Positive developments from Colombia's election

No one was a bigger supporter of America's regime change policy for Venezuela than Colombia's far-right government.
And then Colombia elected its first leftist president, Gustavo Petro, and everything changed.

As recently as January 2022, this was the story from that part of the world.

At least 27 people died in fighting between armed Colombian groups on Sunday, January 2, in Arauca, a region in eastern Colombia on the border with Venezuela. Although soldiers were deployed to this rural area, residents say they feel trapped and abandoned. They say they are living in a "climate of terror", with some hiding at home, while others have decided to flee.

The fighting was between members of the National Liberation Army (ELN), the last guerrilla group still active in the country, and members of a dissident faction of the Revolutionary Armed Forces of Colombia (FARC), which broke a peace agreement with the government in 2016. The groups are fighting for control of both territory and cocaine smuggling routes.

Then Petro won the election and he started doing things that Washington didn't want him to do.

Venezuela will seek to reestablish its military ties with neighbor Colombia, the country's defense minister said on Tuesday, after years of conflictive relations between the two nations.

With military cooperation established, security returned to the border. Petro restarted peace talks with rebels after the previous right-wing government intentionally broke the peace agreements. One rebel group even announced a unilateral cease fire.

Next thing you know, good things began happening at the border.

In a major meeting of more than 200 businessmen from Colombia and Venezuela, both sides will seek to strengthen their relationship after a strict border ordinance disallowed them to exchange goods.
The meeting, held in Cúcuta, was also attended by 32 mayors of the capitals of Colombia.

Suddenly people who haven't had steady work in years because of the closed border, started getting jobs.
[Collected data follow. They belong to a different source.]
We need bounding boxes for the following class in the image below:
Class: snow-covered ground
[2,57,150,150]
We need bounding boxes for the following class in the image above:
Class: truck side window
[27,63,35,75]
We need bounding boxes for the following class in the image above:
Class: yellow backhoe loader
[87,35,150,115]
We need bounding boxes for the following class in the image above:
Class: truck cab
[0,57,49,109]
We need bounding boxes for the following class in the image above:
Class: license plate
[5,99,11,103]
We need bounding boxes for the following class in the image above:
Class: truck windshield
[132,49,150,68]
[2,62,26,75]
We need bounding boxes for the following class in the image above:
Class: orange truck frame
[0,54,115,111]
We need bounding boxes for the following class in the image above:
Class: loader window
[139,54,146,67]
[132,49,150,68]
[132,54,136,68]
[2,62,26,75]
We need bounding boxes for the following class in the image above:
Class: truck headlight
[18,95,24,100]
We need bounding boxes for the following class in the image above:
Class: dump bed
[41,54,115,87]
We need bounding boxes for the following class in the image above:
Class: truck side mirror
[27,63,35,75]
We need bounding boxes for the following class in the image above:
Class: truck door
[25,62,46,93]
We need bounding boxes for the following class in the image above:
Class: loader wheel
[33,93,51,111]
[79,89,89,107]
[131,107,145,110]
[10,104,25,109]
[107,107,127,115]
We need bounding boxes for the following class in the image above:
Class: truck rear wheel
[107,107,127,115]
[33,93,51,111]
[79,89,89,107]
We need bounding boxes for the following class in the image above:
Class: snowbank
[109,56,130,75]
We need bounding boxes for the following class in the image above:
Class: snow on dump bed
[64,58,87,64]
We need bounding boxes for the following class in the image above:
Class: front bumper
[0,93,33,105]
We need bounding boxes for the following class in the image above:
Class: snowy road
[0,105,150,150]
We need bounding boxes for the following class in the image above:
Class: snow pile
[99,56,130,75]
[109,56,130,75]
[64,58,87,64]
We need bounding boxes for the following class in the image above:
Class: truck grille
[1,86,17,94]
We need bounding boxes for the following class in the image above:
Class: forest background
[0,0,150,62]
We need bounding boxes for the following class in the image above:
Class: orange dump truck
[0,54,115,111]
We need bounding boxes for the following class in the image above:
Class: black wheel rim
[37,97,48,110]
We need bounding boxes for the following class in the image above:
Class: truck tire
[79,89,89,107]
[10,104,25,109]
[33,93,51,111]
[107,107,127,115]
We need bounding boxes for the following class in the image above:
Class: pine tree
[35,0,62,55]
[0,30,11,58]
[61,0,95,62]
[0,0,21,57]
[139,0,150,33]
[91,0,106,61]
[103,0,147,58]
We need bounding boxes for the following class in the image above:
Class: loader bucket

Airflights resumed between the two nations.
Venezuela's inflation has moderated, investors are returning, and Venezuelan exiles are beginning to return home.
And of course, diplomatic relations were resumed.
Even Yahoo News had to acknowledge that Venezuela is no longer as isolated as it once was.

Like many tyrants, Mr Maduro hails democracy when it works to his liking. “New times are coming,” he tweeted shortly after the victory of Mr Petro, a guerrilla-turned-senator, in June.

In other words, it's a diplomatic nightmare for Washington, and its only been a couple months.